Ce guide explore en détail le tir à l'arbalète, en mettant l'accent sur le réglage précis de la lunette de tir et le choix optimal des munitions. De plus, il aborde les aspects du Roleplay de Combat (RP Combat), en soulignant l'importance du fair-play et des mécaniques de jeu.
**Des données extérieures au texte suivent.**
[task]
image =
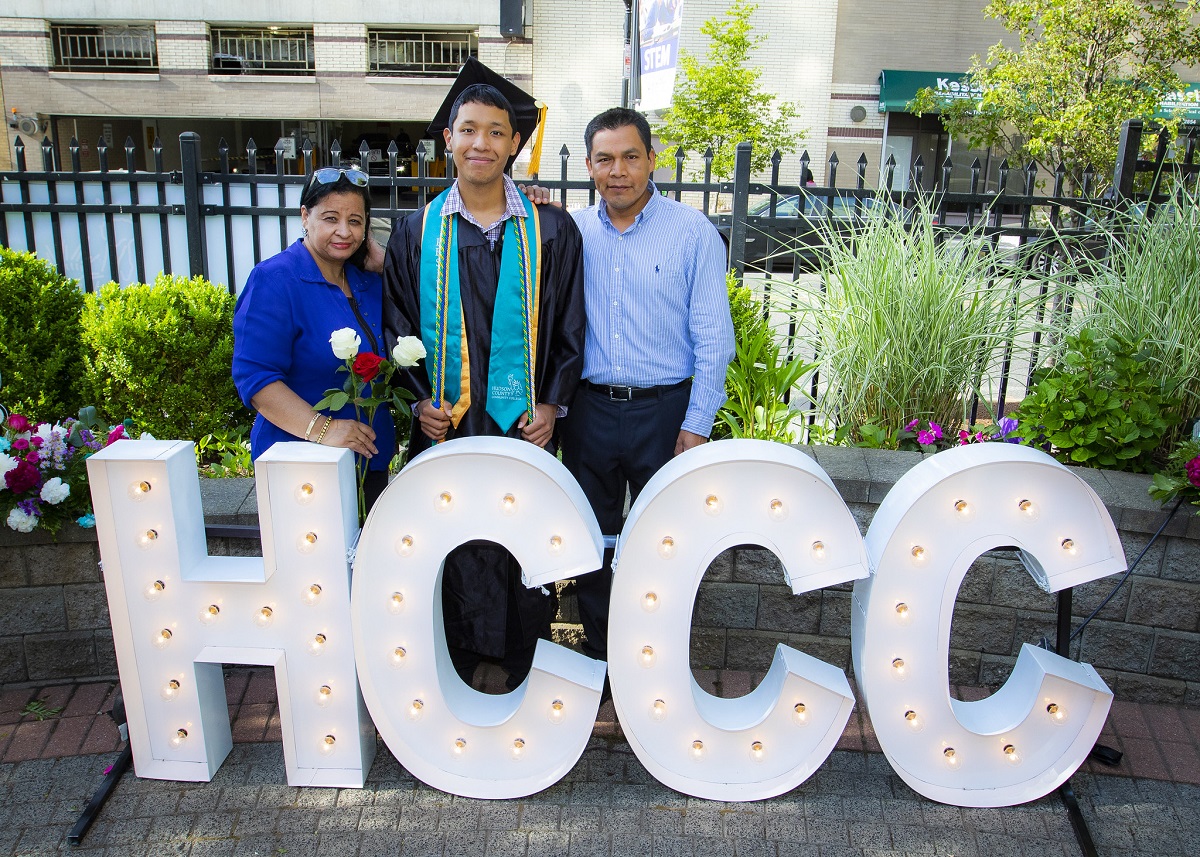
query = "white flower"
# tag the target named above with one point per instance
(22, 521)
(6, 463)
(55, 491)
(408, 351)
(345, 342)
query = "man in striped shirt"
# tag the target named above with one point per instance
(659, 337)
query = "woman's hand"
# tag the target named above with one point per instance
(352, 435)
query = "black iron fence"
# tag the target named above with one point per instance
(124, 225)
(121, 225)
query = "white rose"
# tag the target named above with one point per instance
(408, 351)
(21, 521)
(345, 342)
(55, 491)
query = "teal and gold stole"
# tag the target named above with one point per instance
(514, 347)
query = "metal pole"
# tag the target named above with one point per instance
(193, 214)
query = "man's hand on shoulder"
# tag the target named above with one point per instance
(539, 195)
(543, 426)
(688, 439)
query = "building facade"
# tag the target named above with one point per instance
(375, 72)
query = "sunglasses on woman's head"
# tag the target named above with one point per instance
(329, 175)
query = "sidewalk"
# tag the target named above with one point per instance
(609, 804)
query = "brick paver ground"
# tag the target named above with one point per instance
(853, 807)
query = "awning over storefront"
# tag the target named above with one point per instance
(898, 88)
(1188, 101)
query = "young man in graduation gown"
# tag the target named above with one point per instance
(495, 289)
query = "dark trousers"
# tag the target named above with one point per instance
(612, 447)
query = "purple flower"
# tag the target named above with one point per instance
(1193, 471)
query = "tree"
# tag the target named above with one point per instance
(719, 103)
(1083, 67)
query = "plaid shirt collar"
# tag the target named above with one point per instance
(514, 207)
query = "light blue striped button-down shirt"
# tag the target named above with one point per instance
(657, 303)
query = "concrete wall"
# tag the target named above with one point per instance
(1145, 643)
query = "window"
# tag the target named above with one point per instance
(125, 48)
(419, 53)
(262, 51)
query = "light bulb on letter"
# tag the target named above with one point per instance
(666, 547)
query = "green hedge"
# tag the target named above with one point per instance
(41, 351)
(161, 355)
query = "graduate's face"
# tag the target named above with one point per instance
(621, 167)
(336, 225)
(481, 142)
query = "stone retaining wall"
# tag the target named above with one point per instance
(1145, 642)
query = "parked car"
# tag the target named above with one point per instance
(795, 233)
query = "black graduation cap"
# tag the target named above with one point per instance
(472, 72)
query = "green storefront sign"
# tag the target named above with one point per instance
(899, 87)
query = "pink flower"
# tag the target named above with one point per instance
(1193, 471)
(22, 478)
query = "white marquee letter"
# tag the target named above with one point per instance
(447, 733)
(178, 613)
(711, 498)
(1029, 737)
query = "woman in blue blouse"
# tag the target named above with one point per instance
(282, 360)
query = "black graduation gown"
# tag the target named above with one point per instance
(477, 581)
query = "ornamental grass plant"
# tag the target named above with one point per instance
(910, 324)
(1147, 291)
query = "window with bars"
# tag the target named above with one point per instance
(262, 51)
(123, 48)
(414, 53)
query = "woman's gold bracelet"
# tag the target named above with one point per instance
(311, 424)
(324, 429)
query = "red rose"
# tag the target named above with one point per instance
(22, 478)
(366, 366)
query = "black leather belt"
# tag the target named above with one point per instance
(628, 394)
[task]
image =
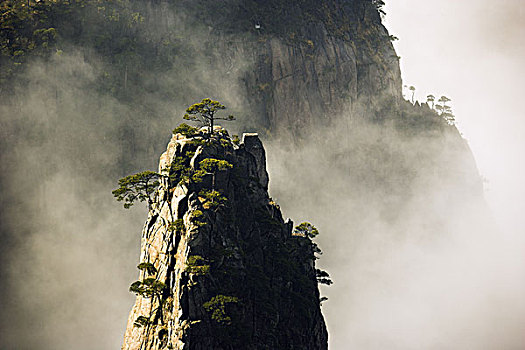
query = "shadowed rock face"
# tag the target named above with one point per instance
(297, 63)
(231, 273)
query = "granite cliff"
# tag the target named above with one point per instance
(220, 269)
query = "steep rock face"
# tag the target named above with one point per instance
(221, 269)
(297, 63)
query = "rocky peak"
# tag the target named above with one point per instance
(219, 267)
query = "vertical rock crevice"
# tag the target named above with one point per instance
(229, 272)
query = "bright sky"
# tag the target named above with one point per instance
(473, 51)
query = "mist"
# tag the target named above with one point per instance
(417, 260)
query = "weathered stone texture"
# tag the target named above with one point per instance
(235, 276)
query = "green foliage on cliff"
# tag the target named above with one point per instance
(204, 113)
(186, 130)
(218, 305)
(147, 267)
(148, 288)
(197, 265)
(139, 187)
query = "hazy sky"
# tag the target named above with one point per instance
(473, 51)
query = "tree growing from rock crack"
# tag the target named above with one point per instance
(204, 113)
(139, 186)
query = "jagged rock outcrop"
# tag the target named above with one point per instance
(220, 267)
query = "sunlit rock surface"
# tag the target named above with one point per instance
(235, 276)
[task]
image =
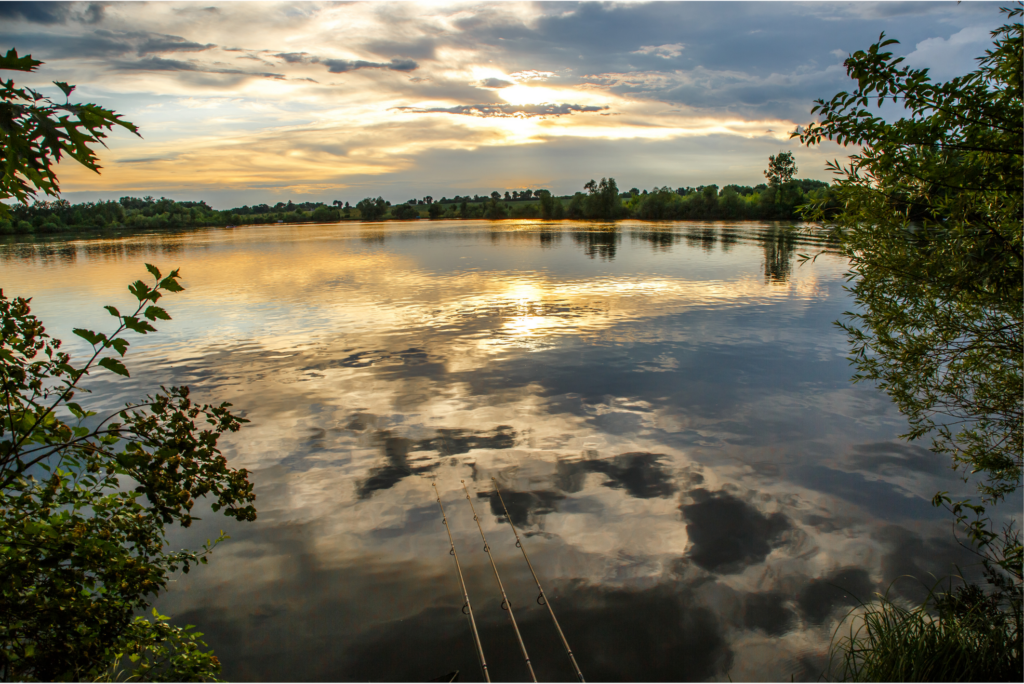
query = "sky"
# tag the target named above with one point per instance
(249, 102)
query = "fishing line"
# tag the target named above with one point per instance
(466, 608)
(541, 597)
(506, 605)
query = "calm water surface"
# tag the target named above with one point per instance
(666, 407)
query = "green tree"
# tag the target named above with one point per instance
(372, 210)
(551, 207)
(929, 214)
(780, 169)
(404, 212)
(36, 133)
(85, 499)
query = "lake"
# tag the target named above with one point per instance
(667, 409)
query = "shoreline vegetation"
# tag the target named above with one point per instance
(600, 201)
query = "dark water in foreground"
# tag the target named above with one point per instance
(667, 408)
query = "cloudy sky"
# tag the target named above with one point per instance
(243, 102)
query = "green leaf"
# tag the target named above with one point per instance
(120, 344)
(140, 290)
(89, 336)
(14, 62)
(140, 327)
(170, 284)
(114, 366)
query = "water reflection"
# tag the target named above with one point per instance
(670, 418)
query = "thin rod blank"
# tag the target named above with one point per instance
(518, 543)
(465, 594)
(505, 599)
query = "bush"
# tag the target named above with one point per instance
(84, 502)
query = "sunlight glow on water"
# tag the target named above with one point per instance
(667, 408)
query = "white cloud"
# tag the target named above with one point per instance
(667, 51)
(949, 57)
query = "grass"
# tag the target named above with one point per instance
(963, 636)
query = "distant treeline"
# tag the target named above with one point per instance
(601, 200)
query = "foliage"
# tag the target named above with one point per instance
(931, 222)
(960, 636)
(36, 133)
(372, 210)
(930, 215)
(781, 169)
(84, 502)
(404, 212)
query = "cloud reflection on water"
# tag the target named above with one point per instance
(666, 408)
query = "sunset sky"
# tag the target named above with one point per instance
(244, 102)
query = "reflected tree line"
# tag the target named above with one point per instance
(777, 200)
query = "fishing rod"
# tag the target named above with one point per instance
(542, 596)
(506, 605)
(466, 608)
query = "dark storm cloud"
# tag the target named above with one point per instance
(396, 451)
(162, 65)
(343, 66)
(849, 587)
(743, 60)
(728, 535)
(655, 634)
(890, 457)
(640, 473)
(768, 611)
(104, 43)
(497, 83)
(913, 564)
(882, 499)
(505, 111)
(51, 12)
(523, 507)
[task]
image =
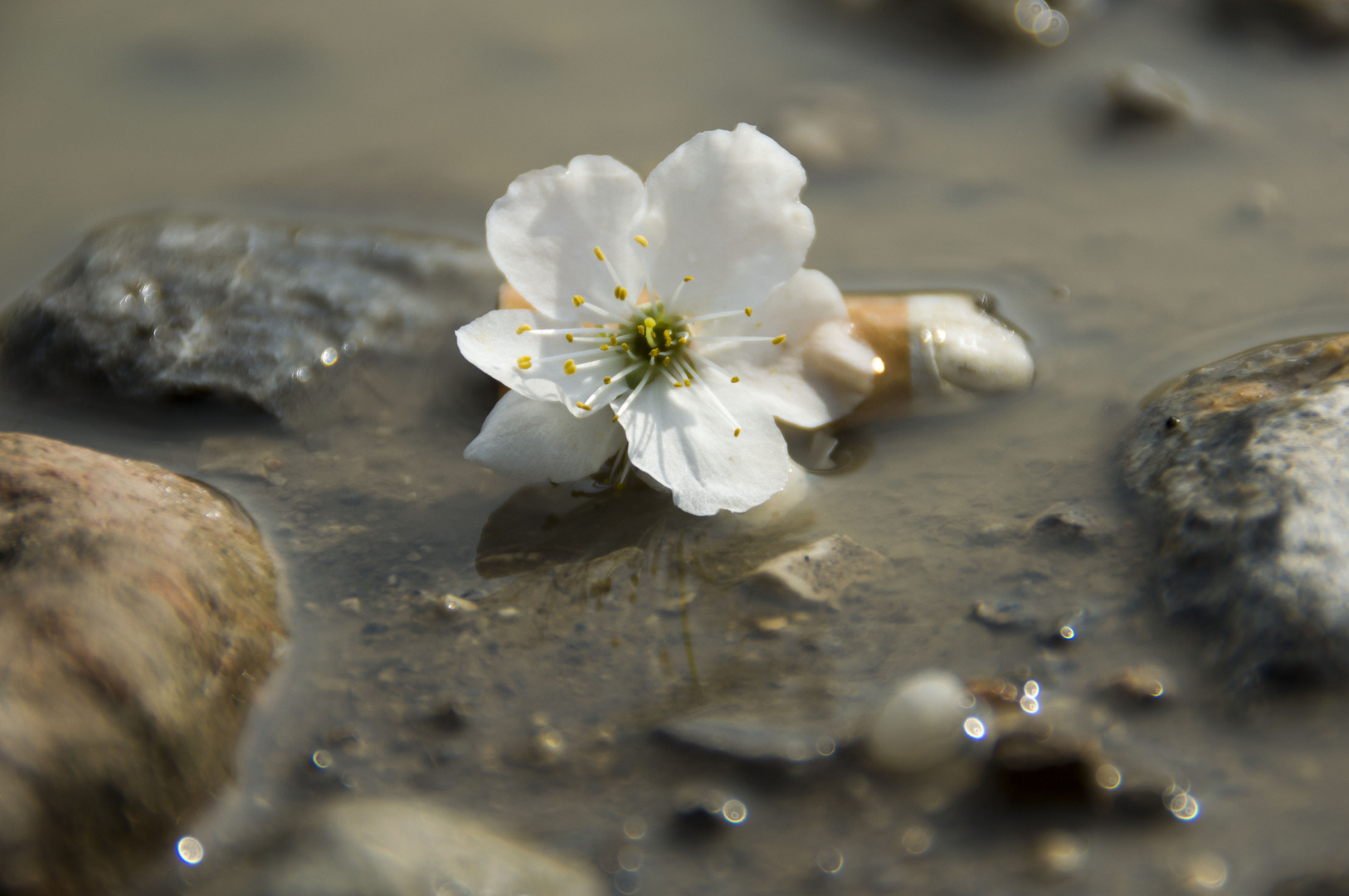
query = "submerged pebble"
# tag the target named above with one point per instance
(1241, 463)
(1143, 94)
(390, 848)
(931, 719)
(169, 304)
(934, 348)
(138, 614)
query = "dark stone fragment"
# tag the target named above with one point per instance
(1251, 497)
(1314, 885)
(1034, 769)
(172, 305)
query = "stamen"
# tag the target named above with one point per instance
(717, 401)
(713, 366)
(715, 314)
(592, 353)
(637, 392)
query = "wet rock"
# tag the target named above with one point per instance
(1040, 766)
(1314, 885)
(818, 574)
(931, 719)
(138, 613)
(392, 848)
(833, 129)
(1142, 94)
(756, 737)
(1074, 523)
(935, 350)
(170, 305)
(1241, 463)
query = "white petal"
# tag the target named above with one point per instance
(543, 234)
(819, 374)
(723, 208)
(494, 344)
(536, 441)
(681, 441)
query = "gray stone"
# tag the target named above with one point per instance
(818, 574)
(138, 614)
(392, 848)
(177, 305)
(1143, 94)
(1243, 463)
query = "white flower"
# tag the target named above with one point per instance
(674, 318)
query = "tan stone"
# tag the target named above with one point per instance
(138, 614)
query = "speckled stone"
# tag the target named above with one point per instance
(138, 614)
(1243, 465)
(178, 305)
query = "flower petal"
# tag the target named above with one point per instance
(495, 344)
(723, 208)
(819, 374)
(536, 441)
(543, 234)
(680, 439)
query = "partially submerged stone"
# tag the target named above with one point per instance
(1142, 94)
(935, 348)
(392, 848)
(170, 304)
(930, 719)
(818, 574)
(1243, 463)
(138, 614)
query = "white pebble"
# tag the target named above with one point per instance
(927, 722)
(970, 348)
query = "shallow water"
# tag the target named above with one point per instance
(1129, 256)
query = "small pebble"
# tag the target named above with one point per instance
(933, 718)
(1143, 94)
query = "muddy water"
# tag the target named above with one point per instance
(1129, 256)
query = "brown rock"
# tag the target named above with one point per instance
(138, 613)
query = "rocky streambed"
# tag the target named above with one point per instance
(560, 689)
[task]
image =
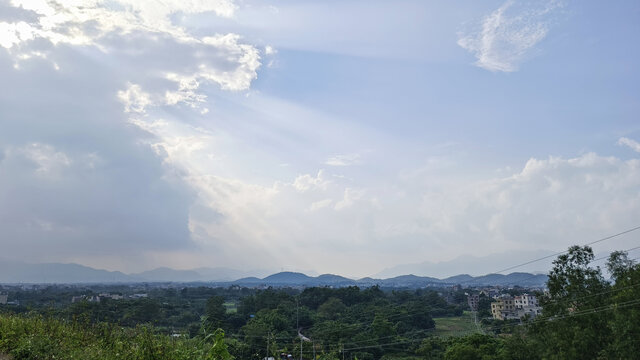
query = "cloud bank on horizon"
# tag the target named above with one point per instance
(207, 133)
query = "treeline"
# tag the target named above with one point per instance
(585, 316)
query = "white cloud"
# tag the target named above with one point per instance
(116, 28)
(507, 35)
(308, 182)
(134, 99)
(49, 160)
(634, 145)
(343, 160)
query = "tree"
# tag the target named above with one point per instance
(215, 312)
(625, 317)
(573, 325)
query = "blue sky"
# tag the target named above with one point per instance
(334, 136)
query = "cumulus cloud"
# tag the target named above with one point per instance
(634, 145)
(86, 172)
(130, 28)
(505, 37)
(343, 160)
(548, 204)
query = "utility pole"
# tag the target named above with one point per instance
(268, 335)
(298, 324)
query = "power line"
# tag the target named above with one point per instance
(563, 252)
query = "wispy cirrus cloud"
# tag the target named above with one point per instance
(634, 145)
(505, 37)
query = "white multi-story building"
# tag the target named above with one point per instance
(507, 307)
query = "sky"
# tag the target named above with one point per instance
(326, 136)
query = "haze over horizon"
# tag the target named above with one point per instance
(343, 137)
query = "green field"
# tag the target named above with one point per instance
(455, 325)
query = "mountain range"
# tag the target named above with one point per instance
(17, 272)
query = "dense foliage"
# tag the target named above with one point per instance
(584, 316)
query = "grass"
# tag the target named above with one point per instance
(37, 337)
(456, 325)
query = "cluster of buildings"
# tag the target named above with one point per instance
(508, 307)
(102, 296)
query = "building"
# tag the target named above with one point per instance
(504, 308)
(527, 305)
(507, 307)
(473, 301)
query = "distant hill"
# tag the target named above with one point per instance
(166, 274)
(474, 265)
(16, 272)
(404, 281)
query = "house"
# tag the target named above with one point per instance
(504, 308)
(507, 307)
(473, 301)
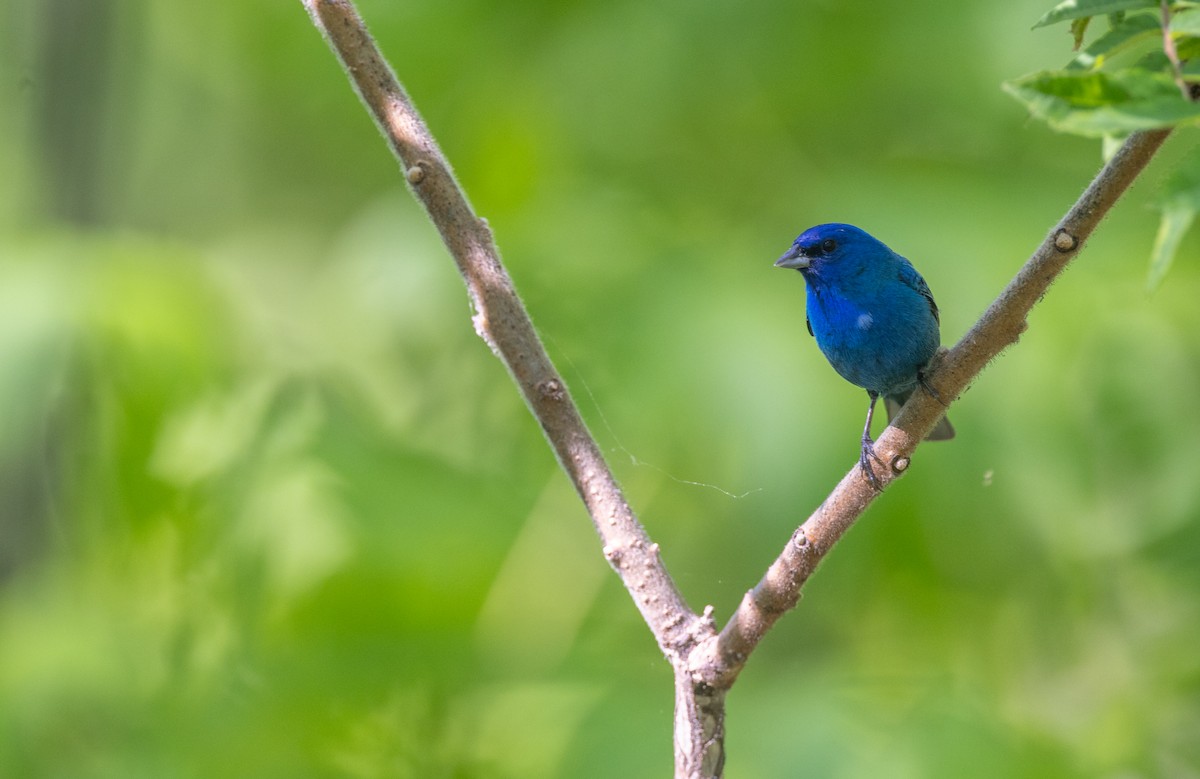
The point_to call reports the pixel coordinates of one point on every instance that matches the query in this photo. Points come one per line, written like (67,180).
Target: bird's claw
(864,462)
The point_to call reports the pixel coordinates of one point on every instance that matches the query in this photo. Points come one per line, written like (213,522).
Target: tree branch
(501,319)
(719,660)
(706,663)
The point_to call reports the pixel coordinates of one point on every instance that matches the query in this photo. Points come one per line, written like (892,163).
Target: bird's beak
(793,258)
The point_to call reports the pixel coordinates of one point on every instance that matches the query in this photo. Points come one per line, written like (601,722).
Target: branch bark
(502,322)
(719,660)
(706,663)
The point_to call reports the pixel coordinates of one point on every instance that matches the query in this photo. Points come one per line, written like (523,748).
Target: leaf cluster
(1141,73)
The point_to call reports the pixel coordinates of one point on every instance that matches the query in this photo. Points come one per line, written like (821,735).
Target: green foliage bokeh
(269,508)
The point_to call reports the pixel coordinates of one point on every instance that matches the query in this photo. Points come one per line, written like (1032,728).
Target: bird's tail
(941,431)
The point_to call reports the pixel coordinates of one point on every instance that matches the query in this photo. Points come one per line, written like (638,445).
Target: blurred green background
(269,508)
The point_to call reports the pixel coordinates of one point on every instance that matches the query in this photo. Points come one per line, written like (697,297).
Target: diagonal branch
(706,663)
(719,660)
(501,319)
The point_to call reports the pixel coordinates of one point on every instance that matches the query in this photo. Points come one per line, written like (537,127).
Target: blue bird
(873,316)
Le réglage d'une lunette de tir est une compétence essentielle pour tout tireur, qu'il soit sportif ou chasseur. Un réglage précis garantit des tirs réussis et une efficacité optimale. Voici les étapes nécessaires pour régler correctement votre lunette de tir.
Le montage correct de la lunette est crucial pour la précision. Voici les étapes à suivre :
L'alignement et le serrage corrects sont essentiels pour éviter tout déséquilibre :
Pour ma part, j’ai pour habitude de tracer un trait au marqueur sur le corps de la lunette et contre la partie avant d’un des anneaux.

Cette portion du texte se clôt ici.